Relapse of childhood acute lymphoblastic leukemia involving the eye is a rare but challenging problem. One possible reason may involve the restricted distribution of 6-MP, which is frequently used in patients with acute lymphoblastic leukemia, in the eye (Somervaille et al., 2003). The distribution of β-lactam antibiotics in the vitreous humor/retina is restricted, resulting in reduced neurotoxicity and difficulties in treating bacterial endophthalmitis. In contrast, β-lactam antibiotics are rapidly eliminated from vitreous humor compared with gentamicin and capable of being inhibited by probenecid (Barza et al., 1983). The present study shows [³H]PCG and [¹⁴C]6-MP efflux transport from the vitreous humor/retina, which can be inhibited by probenecid. These results support the hypothesis that rOat3, which is mostly localized on the abluminal side of the inner BRB, contributes to the restricted distribution and efflux transport of 6-MP and β-lactam antibiotics in the retina. It is likely that some β-lactam antibiotics are substrates of oatp 1a4 (Nakakariya et al., 2008), which is present at the rat inner BRB and apical side of outer BRB (Gao et al., 2002), and it is possible that other transporters are also involved in the uptake of anionic β-lactam antibiotics.

The elimination of compounds from the retina into the systemic circulation consists of two steps, i.e., uptake across the abluminal membrane and subsequent excretion across the luminal membrane. Regarding the transport at the luminal membrane, it is conceivable that ATP-binding cassette (ABC) transporter C [multidrug resistance protein (MRP)] removes anionic drugs, including β-lactam antibiotics, in the retinal endothelial cells. We previously used mouse RVECs to show that ABCC3 (MRP3), C4 (MRP4), C6 (MRP6), and ABCG2 mRNAs are predominantly expressed at the inner BRB (Tachikawa et al., 2008). In particular, MRP4 is a very likely candidate for the transport of these anionic drugs because MRP4 transports several anionic drugs, such as PAH, and β-lactam antibiotics, such as PCG (Smeets et al., 2004; Uchida et al., 2007).

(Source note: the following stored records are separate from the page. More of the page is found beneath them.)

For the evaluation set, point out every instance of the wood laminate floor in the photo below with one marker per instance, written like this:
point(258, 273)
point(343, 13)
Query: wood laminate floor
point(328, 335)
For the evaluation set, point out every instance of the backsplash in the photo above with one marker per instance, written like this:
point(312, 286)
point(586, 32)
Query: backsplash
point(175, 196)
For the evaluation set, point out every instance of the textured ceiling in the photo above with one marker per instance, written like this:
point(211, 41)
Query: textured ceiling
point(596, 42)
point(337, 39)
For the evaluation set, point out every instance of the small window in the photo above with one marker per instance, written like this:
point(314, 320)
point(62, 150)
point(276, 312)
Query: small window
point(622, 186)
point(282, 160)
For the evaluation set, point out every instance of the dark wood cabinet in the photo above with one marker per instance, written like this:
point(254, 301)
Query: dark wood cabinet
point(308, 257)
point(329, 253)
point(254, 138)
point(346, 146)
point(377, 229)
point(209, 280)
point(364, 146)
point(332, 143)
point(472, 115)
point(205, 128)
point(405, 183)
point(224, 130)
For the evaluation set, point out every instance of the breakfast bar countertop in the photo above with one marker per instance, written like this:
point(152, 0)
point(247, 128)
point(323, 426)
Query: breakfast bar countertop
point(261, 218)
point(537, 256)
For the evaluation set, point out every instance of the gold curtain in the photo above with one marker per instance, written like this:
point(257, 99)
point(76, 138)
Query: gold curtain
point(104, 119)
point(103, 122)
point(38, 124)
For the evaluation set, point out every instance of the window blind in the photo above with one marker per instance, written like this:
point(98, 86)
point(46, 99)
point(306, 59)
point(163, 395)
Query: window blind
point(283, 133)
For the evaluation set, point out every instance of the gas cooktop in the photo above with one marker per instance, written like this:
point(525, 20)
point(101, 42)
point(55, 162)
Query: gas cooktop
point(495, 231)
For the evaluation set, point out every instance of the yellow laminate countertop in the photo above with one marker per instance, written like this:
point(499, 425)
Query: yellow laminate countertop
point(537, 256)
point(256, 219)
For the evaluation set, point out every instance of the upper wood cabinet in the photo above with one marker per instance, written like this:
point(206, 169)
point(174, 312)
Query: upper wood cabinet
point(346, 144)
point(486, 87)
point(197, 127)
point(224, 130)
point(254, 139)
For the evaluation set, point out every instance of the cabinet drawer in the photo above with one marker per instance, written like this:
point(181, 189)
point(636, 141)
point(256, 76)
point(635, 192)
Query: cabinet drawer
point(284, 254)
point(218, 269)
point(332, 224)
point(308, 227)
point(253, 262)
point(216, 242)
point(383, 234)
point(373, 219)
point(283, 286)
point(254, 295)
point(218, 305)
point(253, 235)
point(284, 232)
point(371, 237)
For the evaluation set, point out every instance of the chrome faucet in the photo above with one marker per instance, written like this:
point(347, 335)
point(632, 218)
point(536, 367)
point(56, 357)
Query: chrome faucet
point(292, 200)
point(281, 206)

From a physiological viewpoint, rOat3 at the inner BRB could be responsible for efflux transport of metabolites of neurotransmitters from the neural retina. Homovanillic acid, an end metabolite of dopamine, undergoes efflux transport from the brain to the circulating blood via rOat3 of the blood-brain barrier (Mori et al., 2003). Moreover, vanillyl-mandelic acid, 3,4-dihydroxymandelic acid, and 4-hydroxy-3-methoxyphenylglycol derived from norepinephrine and epinephrine, 5-hydroxyindoleacetic acid and 5-methoxytryptophol derived from serotonin, and imidazole-4-acetic acid and 1-methyl-4-imidazolic acid derived from histamine are potential substrates of rOat3 (Mori et al., 2003). Because these end products of neurotransmitters are mostly present in the retina (Pourcho, 1996; Witkovsky, 2004), rOat3 at the inner BRB could play a key role in regulation of their retinal concentration.

In conclusion, this study provides the first evidence that rOat3 is most probably expressed on the abluminal side of the retinal capillaries and plays an important role in the efflux transport of PAH, PCG, and 6-MP from the vitreous humor/retina to blood across the inner BRB. These findings provide important information about the physiological role of the inner BRB and how the inner BRB restricts the distribution of anionic drugs and 6-MP to the retina.